The Washington Post provided another yardstick to measure the wealth of the Trump White House staff—as well as the social divide between the Trump inner circle and the millions who voted for him in the 2016 election. According to its calculation, 86 percent of all counties where voters chose Trump over Hillary Clinton had total incomes lower than the $2.3 billion wealth of Trump’s richest 27 staff members.
The reports on these facts and figures have produced the usual complaints from the Democratic Party and watchdog groups about the need for Trump appointees, and particularly Jared Kushner and Ivanka Trump, to divest themselves of direct management of their vast wealth and fulfill various requirements aimed at preventing conflicts of interest. Added to this is the demand, always arrogantly rejected by Trump, that he release his tax returns.
Such critics advocate applying a spot of “ethics” perfume to a stinking landfill. The Trump White House, and the entire administration, personifies to an unprecedented degree the corruption and decay of American capitalism. In their cynical self-dealing and unabashed celebration of wealth—derived from the plundering of working people and the public treasury—Trump and his retinue are following in the footsteps of Louis XVI and Marie Antoinette, the Russian tsar and tsarina, and other doomed representatives of outlived social orders.
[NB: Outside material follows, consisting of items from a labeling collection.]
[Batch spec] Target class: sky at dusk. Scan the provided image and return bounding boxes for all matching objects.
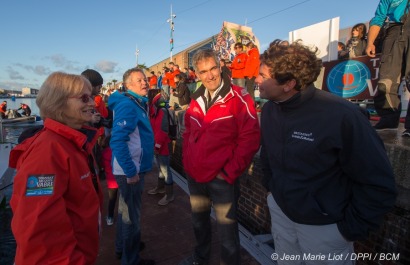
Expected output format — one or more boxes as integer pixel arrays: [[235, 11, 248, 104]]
[[0, 0, 379, 90]]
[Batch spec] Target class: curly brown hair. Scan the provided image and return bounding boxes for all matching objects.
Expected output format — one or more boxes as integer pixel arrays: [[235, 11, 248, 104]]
[[260, 39, 322, 91]]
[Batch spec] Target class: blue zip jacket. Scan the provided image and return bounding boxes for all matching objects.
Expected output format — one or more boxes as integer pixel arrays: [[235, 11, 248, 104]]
[[108, 91, 154, 178], [370, 0, 408, 27]]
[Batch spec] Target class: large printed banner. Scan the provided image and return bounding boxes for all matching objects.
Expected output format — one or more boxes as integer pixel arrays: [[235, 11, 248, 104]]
[[316, 55, 380, 100], [214, 21, 260, 61]]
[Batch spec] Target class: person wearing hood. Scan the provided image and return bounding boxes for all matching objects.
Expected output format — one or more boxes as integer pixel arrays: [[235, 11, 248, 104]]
[[108, 68, 155, 265], [9, 72, 103, 265]]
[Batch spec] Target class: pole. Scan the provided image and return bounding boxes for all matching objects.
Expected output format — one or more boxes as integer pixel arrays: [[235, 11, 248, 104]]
[[135, 45, 140, 67], [167, 5, 177, 62]]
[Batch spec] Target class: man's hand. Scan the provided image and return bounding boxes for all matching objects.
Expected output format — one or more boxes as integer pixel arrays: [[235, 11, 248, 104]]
[[127, 174, 140, 185], [366, 43, 376, 57]]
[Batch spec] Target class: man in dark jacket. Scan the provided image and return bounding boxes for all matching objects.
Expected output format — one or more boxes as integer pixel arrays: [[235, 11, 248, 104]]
[[256, 38, 396, 264]]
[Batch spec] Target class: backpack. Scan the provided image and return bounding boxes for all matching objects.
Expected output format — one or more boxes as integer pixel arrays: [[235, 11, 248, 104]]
[[162, 108, 178, 140]]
And while the wealth of the Trump administration is particularly striking, it is part of a broader phenomenon, in which politicians of both parties more and more belong to the super-rich. More than half of all US Congressmen are millionaires, with the median net worth of Democrats slightly higher than that of Republicans. Bill and Hillary Clinton are worth some $75 million, and the Obamas are expected to amass an even greater fortune in their years after leaving office.